NPU is a specialized hardware accelerator designed to efficiently execute the machine learning algorithms Unlike CPUs or GPUs, NPUs offer significant advantages in terms of performance, power efficiency, and optimized computational capability specifically tailored for AI inference and training tasks.

Our experiments primarily involved extensive troubleshooting to overcome the compatibility challenges between the NPU and our chosen models and frameworks, particularly PyTorch and Pyannote. The key approaches and experiments conducted includes:

Environment Setup: Installed and configured Intel NPU drivers, OpenVINO toolkit, and torch-npu for PyTorch integration. Verified baseline compatibility using Intel’s reference models.
Addressing Static Shape Constraints: Discovered that the NPU’s compiled models required fixed batch sizes during inference, unlike PyTorch’s dynamic batching. Initially attempted manual input reshaping/padding (e.g., standardizing audio lengths), but this proved brittle for variable batch sizes.
Custom Pipeline Development: Replaced pyannote’s default inference pipeline with a hardware-aware solution centered on the StaticBatchWrapper: Dynamic-to-static batch conversion: Automatically pads small batches to a predefined size (e.g., 32) and strips padding post-inference. Divide the speaker-diarization model into 3 sub models (embedding, segmentation, clustering). Integrated OpenVINO’s compiled models with the wrapper to enforce shape compliance.
Optimization Attempts: Tested Intel’s NPU Acceleration Library and torch-npu, but both required extensive customization and offered marginal gains for our use case. Ultimately, the StaticBatchWrapper proved more effective by decoupling model compilation (static) from runtime inputs (dynamic).

By adopting the StaticBatchWrapper, we reconciled the NPU’s static optimization with real-world dynamic inputs, achieving reliable inference while maximizing hardware utilization.

Brilliant Labs Glasses

Brilliant Labs Glasses offer a lightweight and open-source hardware platform designed specifically for custom experimentation in smart glasses applications[14]. Built to support Python programming, these glasses provide considerable flexibility and customizability to users and developers[14], particularly advantageous in clinical settings where recording patient-doctor interactions is required.

Specifications:

Programming Language: Python/Flutter
Sample Rate: 8kHz / 16kHz [14]
Bit Depth: 8 bits / 16 bits [14]
Camera Resolution: 1280x720 pixels (HD) [14]

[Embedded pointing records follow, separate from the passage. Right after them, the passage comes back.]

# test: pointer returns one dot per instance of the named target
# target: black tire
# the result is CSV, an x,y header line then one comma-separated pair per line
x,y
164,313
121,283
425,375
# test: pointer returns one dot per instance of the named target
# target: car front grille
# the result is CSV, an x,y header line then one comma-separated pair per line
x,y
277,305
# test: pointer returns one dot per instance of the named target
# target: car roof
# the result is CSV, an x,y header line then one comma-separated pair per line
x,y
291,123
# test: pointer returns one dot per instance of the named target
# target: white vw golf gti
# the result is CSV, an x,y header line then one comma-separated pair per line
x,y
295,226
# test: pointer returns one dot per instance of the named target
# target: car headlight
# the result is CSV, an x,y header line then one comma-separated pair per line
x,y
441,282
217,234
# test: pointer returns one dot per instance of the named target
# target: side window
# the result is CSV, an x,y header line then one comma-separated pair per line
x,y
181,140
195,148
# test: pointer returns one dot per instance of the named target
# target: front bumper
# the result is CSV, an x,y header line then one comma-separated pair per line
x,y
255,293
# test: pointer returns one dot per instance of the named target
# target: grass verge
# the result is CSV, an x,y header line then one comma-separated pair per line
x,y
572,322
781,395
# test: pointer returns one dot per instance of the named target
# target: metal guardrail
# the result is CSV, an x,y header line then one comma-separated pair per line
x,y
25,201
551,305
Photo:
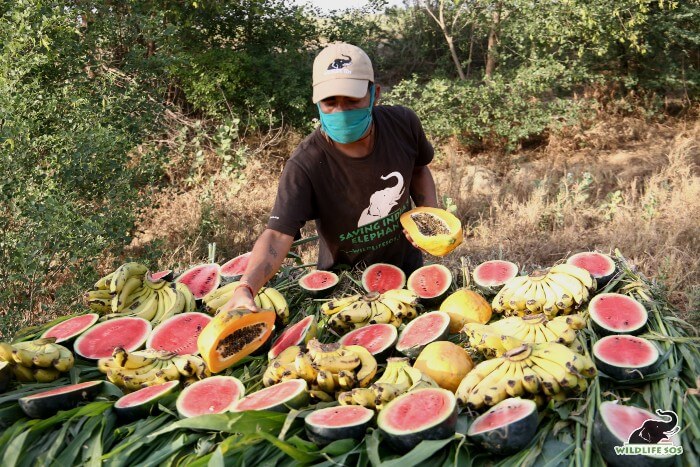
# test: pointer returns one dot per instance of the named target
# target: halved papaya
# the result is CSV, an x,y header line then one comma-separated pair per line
x,y
232,335
434,230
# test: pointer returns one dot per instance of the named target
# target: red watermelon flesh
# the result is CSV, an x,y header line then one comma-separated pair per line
x,y
201,279
63,390
375,337
179,333
145,394
99,341
294,335
235,267
343,415
381,277
216,394
494,273
71,327
626,351
617,312
501,416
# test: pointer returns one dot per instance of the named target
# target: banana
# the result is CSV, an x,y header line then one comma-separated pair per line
x,y
333,306
580,274
368,365
65,360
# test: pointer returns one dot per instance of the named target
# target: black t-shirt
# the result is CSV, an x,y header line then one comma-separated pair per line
x,y
356,202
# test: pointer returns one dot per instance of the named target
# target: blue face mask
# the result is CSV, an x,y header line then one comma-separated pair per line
x,y
347,126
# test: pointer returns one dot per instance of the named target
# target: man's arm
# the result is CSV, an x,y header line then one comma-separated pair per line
x,y
423,187
268,254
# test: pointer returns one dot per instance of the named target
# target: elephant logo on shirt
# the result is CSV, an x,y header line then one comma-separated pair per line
x,y
381,201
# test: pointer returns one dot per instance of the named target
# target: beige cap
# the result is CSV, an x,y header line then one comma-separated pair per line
x,y
341,69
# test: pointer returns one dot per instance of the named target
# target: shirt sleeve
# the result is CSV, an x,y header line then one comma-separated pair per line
x,y
294,202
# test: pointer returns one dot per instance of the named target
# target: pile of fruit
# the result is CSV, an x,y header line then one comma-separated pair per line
x,y
375,358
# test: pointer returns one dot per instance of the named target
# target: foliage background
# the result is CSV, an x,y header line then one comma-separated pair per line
x,y
148,129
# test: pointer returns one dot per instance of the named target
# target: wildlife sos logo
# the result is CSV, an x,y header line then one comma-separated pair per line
x,y
654,437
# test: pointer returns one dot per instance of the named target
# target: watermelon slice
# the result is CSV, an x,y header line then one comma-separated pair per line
x,y
507,427
431,283
378,338
48,403
296,334
613,313
278,398
143,402
178,334
319,284
216,394
99,341
234,268
426,328
381,277
429,413
201,279
624,357
71,328
323,426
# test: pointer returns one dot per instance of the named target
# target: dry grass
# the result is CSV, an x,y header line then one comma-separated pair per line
x,y
619,183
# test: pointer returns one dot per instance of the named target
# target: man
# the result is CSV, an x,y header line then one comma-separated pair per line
x,y
354,176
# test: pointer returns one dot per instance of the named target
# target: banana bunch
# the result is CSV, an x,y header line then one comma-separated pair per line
x,y
488,339
139,369
546,368
40,360
328,368
355,311
398,378
129,291
558,290
268,298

Pros and Cons of Brilliant Labs Glasses
Pros	Cons
Open Source Code: Allows extensive customization and integration of user-defined functionality, beneficial for tailored applications. Customizable Functionality: Supports continuous audio recording and interaction via tap gestures, significantly enhancing hands-free usability for clinical documentation.	No Built-in Noise Reduction: Lack of noise-canceling hardware limits audio clarity, especially in noisy clinical environments. Limited Imaging Details: Documentation and capabilities regarding image processing and detailed camera functionality are minimal. Recording Limitations: SDK constraints require explicitly defined recording durations or a three-second silence to terminate recording, complicating seamless long-duration audio capture.

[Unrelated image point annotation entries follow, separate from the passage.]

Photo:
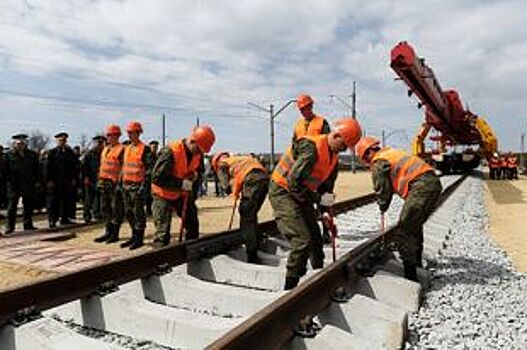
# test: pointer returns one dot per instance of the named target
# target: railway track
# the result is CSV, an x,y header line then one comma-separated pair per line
x,y
202,294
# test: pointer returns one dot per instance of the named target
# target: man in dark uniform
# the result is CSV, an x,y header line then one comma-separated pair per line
x,y
61,181
22,177
3,200
153,152
90,171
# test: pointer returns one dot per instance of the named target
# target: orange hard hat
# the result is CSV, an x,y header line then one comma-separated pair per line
x,y
364,145
134,127
113,129
216,159
204,137
349,129
303,100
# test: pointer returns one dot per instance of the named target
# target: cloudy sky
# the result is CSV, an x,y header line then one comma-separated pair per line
x,y
78,65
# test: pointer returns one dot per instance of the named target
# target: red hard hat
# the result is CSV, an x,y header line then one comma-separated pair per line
x,y
134,127
349,129
364,145
216,159
113,129
204,137
303,100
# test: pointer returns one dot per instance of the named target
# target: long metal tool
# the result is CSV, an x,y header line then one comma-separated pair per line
x,y
232,213
183,216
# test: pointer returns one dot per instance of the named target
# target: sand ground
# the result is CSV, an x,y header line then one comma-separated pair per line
x,y
507,206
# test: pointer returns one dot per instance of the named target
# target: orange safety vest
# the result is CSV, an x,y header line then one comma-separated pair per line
x,y
325,164
133,167
110,165
181,169
404,168
308,128
512,162
239,167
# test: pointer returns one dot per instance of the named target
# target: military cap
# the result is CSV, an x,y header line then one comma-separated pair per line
x,y
19,137
61,134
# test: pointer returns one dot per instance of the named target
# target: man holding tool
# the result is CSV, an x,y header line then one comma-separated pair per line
x,y
245,176
413,180
172,178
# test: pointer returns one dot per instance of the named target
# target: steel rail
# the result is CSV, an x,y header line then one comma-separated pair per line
x,y
273,326
58,290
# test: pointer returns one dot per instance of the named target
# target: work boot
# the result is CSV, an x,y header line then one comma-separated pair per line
x,y
114,234
410,271
291,282
129,242
252,257
105,235
419,256
138,239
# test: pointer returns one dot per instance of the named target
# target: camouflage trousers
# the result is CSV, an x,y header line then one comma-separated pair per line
x,y
134,207
253,195
162,211
419,205
112,207
298,223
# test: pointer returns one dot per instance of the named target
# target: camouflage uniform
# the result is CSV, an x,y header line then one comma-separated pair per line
x,y
22,172
295,213
423,195
253,193
162,208
135,195
112,204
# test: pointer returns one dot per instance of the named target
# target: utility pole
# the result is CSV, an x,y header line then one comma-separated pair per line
x,y
522,149
353,109
272,116
164,129
353,101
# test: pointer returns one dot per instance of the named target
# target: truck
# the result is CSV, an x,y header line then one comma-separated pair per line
x,y
460,137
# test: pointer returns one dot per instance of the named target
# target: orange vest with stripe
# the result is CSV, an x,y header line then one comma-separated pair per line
x,y
494,163
181,169
512,162
325,164
403,168
133,167
239,167
110,164
311,128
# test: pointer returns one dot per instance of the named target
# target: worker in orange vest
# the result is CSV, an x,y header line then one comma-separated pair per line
x,y
504,169
395,171
494,166
174,173
298,182
245,177
512,166
137,167
310,124
109,184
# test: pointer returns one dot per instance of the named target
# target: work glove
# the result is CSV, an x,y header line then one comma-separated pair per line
x,y
186,185
327,199
142,192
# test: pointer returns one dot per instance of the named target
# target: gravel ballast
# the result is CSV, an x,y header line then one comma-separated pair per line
x,y
476,299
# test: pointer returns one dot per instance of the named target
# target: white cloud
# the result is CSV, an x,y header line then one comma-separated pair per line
x,y
216,55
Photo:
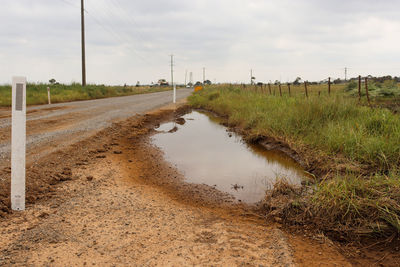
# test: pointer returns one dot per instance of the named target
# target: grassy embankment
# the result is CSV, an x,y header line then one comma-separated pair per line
x,y
37,93
358,191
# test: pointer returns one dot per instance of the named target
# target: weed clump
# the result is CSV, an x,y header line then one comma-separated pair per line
x,y
354,147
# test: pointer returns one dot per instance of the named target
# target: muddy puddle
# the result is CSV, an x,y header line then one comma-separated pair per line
x,y
206,153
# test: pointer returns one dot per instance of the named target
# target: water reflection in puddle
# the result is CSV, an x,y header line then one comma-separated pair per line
x,y
206,153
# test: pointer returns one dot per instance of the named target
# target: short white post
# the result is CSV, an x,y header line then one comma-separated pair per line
x,y
174,93
18,143
48,95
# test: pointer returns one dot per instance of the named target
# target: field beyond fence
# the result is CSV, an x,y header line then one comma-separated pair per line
x,y
37,93
352,147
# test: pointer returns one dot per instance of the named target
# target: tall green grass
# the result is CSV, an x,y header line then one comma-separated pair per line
x,y
37,93
339,127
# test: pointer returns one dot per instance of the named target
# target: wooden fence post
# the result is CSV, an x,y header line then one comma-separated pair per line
x,y
359,88
305,87
329,86
366,90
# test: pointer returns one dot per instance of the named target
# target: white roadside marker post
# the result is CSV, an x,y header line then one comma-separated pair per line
x,y
48,95
174,93
18,143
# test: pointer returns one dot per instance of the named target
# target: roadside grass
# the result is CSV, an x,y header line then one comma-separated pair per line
x,y
337,126
37,93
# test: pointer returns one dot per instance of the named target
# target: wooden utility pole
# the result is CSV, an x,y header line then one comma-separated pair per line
x,y
305,87
359,88
83,43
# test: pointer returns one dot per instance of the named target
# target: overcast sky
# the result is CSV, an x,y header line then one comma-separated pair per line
x,y
131,40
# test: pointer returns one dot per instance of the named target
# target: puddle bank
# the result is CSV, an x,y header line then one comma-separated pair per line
x,y
206,153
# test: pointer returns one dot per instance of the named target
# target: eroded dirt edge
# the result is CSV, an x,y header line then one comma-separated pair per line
x,y
130,139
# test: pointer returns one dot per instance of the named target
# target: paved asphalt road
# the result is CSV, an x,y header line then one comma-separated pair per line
x,y
62,124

Experiments and Design Choices with Brilliant Labs Glasses

Audio Recording Experiment

Due to SDK limitations of the Brilliant Labs Glasses, uncertain duration audio recording was not feasible. The frame-SDK package requires explicit recording lengths or relies on three seconds of silence to end audio capture. To address this limitation, audio was continuously recorded in five-second segments, which were subsequently concatenated. However, this approach introduced periodic noise disruptions at five-second intervals, affecting the continuity and clarity of recordings.

Design Choices

Segmented Recording: Five-second intervals were selected to maintain a balance between continuous data capture and adherence to SDK restrictions.
File Concatenation: Post-processing of audio files was implemented to merge recordings into longer, seamless audio tracks for clinical documentation.

Observations

The experiments highlighted the ease of programming interaction-based functionality using Python, making Brilliant Labs Glasses ideal for rapid prototyping in clinical documentation contexts. However, the segmented recording method resulted in periodic audible disruptions, highlighting the need for either improved SDK support for seamless long-duration recording or alternative hardware considerations.

What is a RAG? How does this relate to our project?

A RAG is using an LLM in conjunction with additional data that the LLM doesn’t already know to enhance the given output [15].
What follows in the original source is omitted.